While consumer expectations for a brand’s sense of a purpose are climbing, many brands are dropping the ball when it comes to meeting those expectations.
That’s the finding of the latest Purpose Priorities Report from Porter Novelli. The annual report, which measures the “purpose credibility” that audiences place in brands, shows a drop from 6.89 (out of 10) in 2018 to 6.02 in this year’s survey.
That drop indicates what the study’s authors say is a need for brands to “do more than make promises or try to address Purpose via a one-off campaign.”
A large majority (84 percent) of the 7,000 adults who were surveyed for the study would agree with that, saying that they think “companies should demonstrate how they are following through on their promises to people, the planet and society.”
Perhaps the most important issue on which audiences want to see a real sense of commitment is the environment. Almost eight out of ten respondents (78 percent) think that companies should have a point of view on environmental sustainability.
In addition, a company’s environmental stance can be a key driver of purchase decisions. Over a third (35 percent) of those surveyed indicated that they would start or increase purchasing from a company if it shared their view on environmental issues.
The weight of DE&I issues when it comes to purchasing decisions is considerable as well. More than three in 10 respondents (32 percent) would be more likely to purchase from a company if it changed the way it operates in an effort to address diversity and inclusion, with 29 percent adding that they would also be more likely to recommend that company to family or friends.
Treading into political waters comes with its risks, however. Almost half of respondents (48 percent) said they would stop or reduce their purchases from a company if donated to a party or candidate whose views of political issues differ from their own. Nearly as many (44 percent) would cut back on their purchases from a company that made comments they disagreed with on a political issue.
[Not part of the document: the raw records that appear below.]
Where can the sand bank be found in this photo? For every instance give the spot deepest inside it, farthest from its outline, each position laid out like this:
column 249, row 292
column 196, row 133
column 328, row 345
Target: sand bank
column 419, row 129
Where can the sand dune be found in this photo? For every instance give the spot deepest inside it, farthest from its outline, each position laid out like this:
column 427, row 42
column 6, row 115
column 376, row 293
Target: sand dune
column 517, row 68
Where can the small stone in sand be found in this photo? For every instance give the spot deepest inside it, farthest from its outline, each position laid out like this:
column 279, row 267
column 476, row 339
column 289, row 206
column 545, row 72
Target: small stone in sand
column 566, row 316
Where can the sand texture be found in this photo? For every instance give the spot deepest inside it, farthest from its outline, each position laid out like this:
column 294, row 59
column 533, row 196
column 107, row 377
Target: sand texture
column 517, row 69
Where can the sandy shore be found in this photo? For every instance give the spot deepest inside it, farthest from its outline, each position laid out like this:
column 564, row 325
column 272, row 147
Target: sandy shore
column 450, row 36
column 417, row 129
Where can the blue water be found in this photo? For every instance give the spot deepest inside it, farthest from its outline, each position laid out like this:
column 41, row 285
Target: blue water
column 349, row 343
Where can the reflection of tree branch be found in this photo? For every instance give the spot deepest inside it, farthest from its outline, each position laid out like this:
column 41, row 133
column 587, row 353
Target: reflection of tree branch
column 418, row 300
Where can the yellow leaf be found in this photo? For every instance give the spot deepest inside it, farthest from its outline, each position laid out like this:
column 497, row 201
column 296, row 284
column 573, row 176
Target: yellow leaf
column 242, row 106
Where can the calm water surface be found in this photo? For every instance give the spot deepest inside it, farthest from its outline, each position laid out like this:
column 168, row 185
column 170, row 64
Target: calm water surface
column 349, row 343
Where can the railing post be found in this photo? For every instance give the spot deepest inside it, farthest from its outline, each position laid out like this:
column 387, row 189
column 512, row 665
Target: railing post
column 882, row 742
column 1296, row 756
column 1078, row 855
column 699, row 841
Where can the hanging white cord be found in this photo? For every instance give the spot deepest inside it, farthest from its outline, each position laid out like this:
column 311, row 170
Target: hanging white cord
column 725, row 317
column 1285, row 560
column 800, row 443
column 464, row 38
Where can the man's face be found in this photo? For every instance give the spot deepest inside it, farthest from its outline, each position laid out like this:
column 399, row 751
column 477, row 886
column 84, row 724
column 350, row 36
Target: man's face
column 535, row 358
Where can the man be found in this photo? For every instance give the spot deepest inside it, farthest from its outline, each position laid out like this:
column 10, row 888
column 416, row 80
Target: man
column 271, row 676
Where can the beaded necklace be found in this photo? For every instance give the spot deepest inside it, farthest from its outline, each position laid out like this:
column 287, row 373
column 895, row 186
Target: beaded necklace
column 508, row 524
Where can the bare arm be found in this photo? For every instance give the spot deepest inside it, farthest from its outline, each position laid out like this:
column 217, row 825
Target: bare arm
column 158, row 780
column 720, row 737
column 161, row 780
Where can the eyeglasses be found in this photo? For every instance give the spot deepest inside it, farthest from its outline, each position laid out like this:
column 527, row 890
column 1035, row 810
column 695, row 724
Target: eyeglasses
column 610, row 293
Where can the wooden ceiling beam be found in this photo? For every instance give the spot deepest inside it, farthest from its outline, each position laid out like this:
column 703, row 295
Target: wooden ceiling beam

Some companies are doing considerably more than others in the credibility department, however. According to Porter Novelli’s Better Business Matrix, which measures the reputation of companies regarding their commitment to “people, planet and society,” Toyota topped the list in the automotive sector. Top performers in other sectors included PepsiCo (food & beverage), Intel (technology), TIAA (financial services), T-Mobile (communications) and REI (retail).
The Purpose Priorities Report was fielded by marketing data & analytics company Dynata.